Seperti kisah yang pernah diterbitkan di Harian Kompas, pada 26 Desember 1999.
Hari itu, Jumat malam, 24 Desember 1999, jalan di antara Masjid Istiqlal dan Gereja Katedral, dipadati ribuan warga.
Orang-orang berpakaian putih, berpeci dan menenteng Al Quran berduyun-duyun masuk ke dalam masjid. Ada peringatan Nuzulul Quran.
Dari dalam area masjid, orang-orang berpakaian rapi terlihat menenteng injil berjalan menyeberang jalan masuk ke gereja. Malam itu juga digelar perayaan malam Natal.
Pelataran parkir Gereja Katedral tak bisa menampung kendaraan seluruh umatnya sehingga area parkir Istiqlal pun digunakan.
Ada kedamaian ketika umat dua pemeluk agama ini berpapasan.
"Sama sekali saya tidak khawatir, walaupun di luaran banyak cerita soal kerusuhan antaragama. Saya tiap tahun Natalan di Katedral sini dan tiap kali pula memarkir mobil di tempat parkir Masjid ini," kata Shanti, umat Katolik dari Kelapa Gading.
(Baca: Masjid Istiqlal dan "Proyek Megalomania" ala Soekarno)
Dicky, umat Muslim yang tinggal di Galur, Jakarta Pusat, yang hendak masuk ke masjid juga tidak mempersoalkan umat Katolik memakai pelataran parkir masjid.
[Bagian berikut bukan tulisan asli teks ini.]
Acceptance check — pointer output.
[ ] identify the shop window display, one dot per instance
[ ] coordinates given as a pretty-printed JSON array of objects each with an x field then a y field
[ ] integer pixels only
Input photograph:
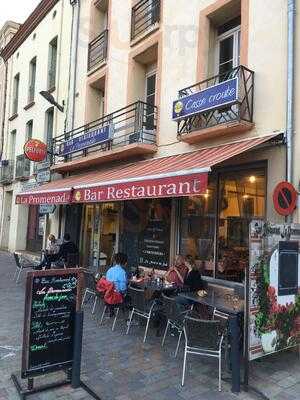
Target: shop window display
[{"x": 232, "y": 200}]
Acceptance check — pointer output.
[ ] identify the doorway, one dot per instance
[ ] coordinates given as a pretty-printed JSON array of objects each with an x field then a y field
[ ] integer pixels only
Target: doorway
[{"x": 99, "y": 235}]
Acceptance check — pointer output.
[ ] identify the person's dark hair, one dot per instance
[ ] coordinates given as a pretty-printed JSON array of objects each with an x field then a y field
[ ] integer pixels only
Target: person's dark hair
[
  {"x": 67, "y": 237},
  {"x": 120, "y": 258}
]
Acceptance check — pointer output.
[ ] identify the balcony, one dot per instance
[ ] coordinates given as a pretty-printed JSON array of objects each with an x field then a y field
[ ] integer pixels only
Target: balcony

"Pelataran di sini kan luas. Wajar kalau kita juga beri warga yang hendak ke gereja," ujar dia.
Jika melihat kedamaian itu, rasa-rasanya perang antara kelompok Muslim dan Kristen di Ambon yang terjadi pada era itu seakan tak nyata.
Tidak lama kemudian, alunan Qori membaca Al Quran menggema di kawasan masjid.
Sementara, dari gereja, misa malam Natal juga dimulai. Nyanyian syahdu terdengar daru kejauhan.